8. Empowerment und neue Professionalität in der psychosozialen Arbeit

Eine psy­chosoziale Praxis, die auf diesem Kapital von Vertrauen in die Stärken ihrer Adres­sa­ten auf­baut, nimmt Abschied von der Expertenmacht. Grund­lage allen pädagogischen Han­delns ist hier die Anerkennung der Gleichberechti­gung von beruflichem Helfer und Klient, die Konstruktion einer symmetrischen Arbeitsbe­ziehung also, die auf die Attribute einer bevormundenden Fürsorglichkeit ver­zich­tet, die Verant­wortung für den Arbeitskon­trakt gleich verteilt und sich auf einen Bezie­hungs­modus des partner­schaftli­chen Aus­handelns einlässt. Die Verwirklichung einer solchen ‚Arbeits-Partnerschaft‘ im pädagogischen Alltag ist an spezifische Voraussetzungen gebunden. Hierzu zählen u.a.: Die Einführung einer systematischen Ressourcendiagnostik: die sensible Diagnose lebensgeschichtlich verankerter Stärken und Ressourcen auf Seiten der Klienten; die vertragliche Regelung von Hilfebeziehungen: die Formulierung von ausgearbeiteten Hilfe- und Behandlungsverträgen, in denen die auf den Hilfeprozess bezogenen Ziele, Verfahren, Zeitperspektiven und Verantwortlichkeiten wechselseitig verpflichtend niedergeschrieben sind; das unveräußerliche Wahlrecht der Klienten: die Achtung der Eigenentscheidungen und der Selbstverantwortlichkeiten der Adressaten im Hinblick auf die Nutzung des sozialen Dienstleistungsangebotes wie auch im Hinblick auf die von ihnen markierten Grenzen der pädagogischen Zuständigkeit.

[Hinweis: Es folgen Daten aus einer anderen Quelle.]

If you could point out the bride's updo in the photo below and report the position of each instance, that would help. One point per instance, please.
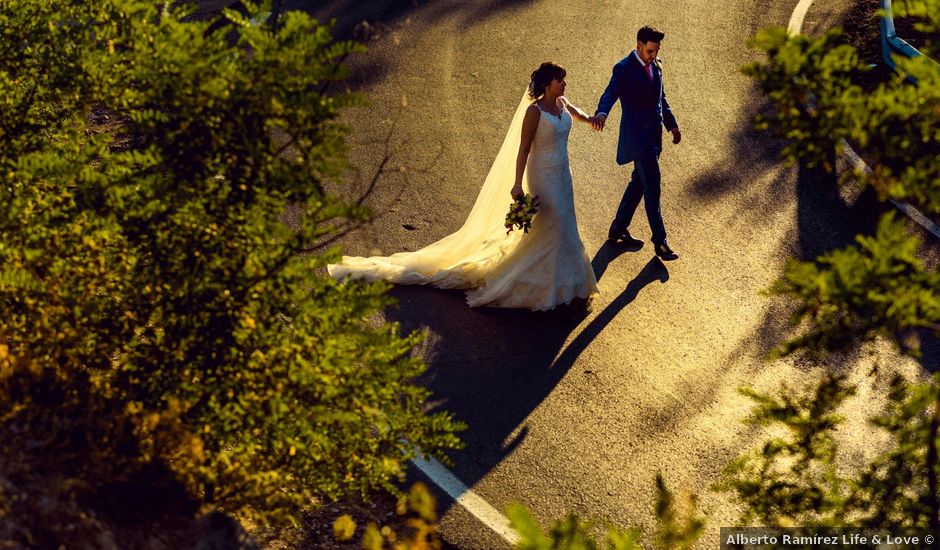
(543, 76)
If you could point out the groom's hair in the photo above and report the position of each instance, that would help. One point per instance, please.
(650, 34)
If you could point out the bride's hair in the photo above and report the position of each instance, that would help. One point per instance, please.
(543, 76)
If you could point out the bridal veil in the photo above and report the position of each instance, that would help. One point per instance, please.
(461, 259)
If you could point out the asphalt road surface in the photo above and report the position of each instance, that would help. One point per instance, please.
(575, 411)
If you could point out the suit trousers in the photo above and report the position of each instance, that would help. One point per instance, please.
(645, 183)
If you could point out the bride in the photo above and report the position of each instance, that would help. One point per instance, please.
(537, 271)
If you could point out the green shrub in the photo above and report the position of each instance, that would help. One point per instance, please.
(147, 278)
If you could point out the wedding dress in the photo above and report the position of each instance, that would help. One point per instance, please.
(539, 270)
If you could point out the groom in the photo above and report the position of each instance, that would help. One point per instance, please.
(637, 82)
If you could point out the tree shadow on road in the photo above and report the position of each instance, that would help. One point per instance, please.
(828, 217)
(496, 366)
(607, 253)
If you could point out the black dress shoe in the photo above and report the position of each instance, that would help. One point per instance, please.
(624, 237)
(665, 253)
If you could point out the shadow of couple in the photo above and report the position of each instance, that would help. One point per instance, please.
(493, 367)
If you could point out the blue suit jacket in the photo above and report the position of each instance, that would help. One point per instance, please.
(644, 105)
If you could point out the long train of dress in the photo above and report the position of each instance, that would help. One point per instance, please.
(537, 271)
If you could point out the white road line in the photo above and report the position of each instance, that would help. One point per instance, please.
(796, 18)
(794, 28)
(490, 516)
(464, 496)
(911, 212)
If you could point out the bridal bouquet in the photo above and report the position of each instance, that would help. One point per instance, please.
(521, 212)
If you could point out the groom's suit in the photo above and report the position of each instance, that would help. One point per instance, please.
(645, 111)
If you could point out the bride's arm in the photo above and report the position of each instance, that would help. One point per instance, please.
(575, 111)
(529, 124)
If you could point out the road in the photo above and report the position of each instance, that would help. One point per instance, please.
(572, 411)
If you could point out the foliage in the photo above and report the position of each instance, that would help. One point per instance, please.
(796, 481)
(811, 83)
(675, 528)
(148, 277)
(419, 509)
(879, 287)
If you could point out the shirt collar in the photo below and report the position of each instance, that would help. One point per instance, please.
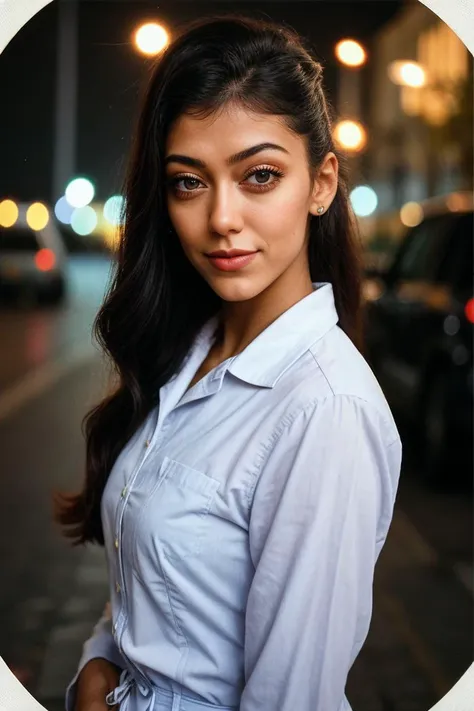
(274, 350)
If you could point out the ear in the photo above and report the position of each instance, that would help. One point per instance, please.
(325, 185)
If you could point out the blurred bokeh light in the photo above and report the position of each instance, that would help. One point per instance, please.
(407, 73)
(63, 211)
(151, 38)
(37, 216)
(350, 53)
(363, 200)
(84, 220)
(45, 260)
(350, 135)
(79, 192)
(8, 213)
(411, 214)
(113, 210)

Mit dieser Neu-Vermessung des Arbeitskontraktes zwischen Sozialarbeiter und Klient aber ver­ändert sich die berufli­che Identi­tät der Sozialen Arbeit. Soziale Arbeit im Zeichen von Empowerment ist dann nicht mehr allein Pro­duktion von Dienst­lei­stungen oder parteiliches Eintreten für Klienten­in­teressen. Sie wird vielmehr zu ei­ner einfüh­lenden und un­ter­stützen­den Le­bensweg­-Begleitung, die Menschen in Zeiten der Lebensveränderung ermutigt und unterstützt und ihnen strukturelles Rück­grat für individuelle und kollektive Prozesse der Selbstbefreiung ist.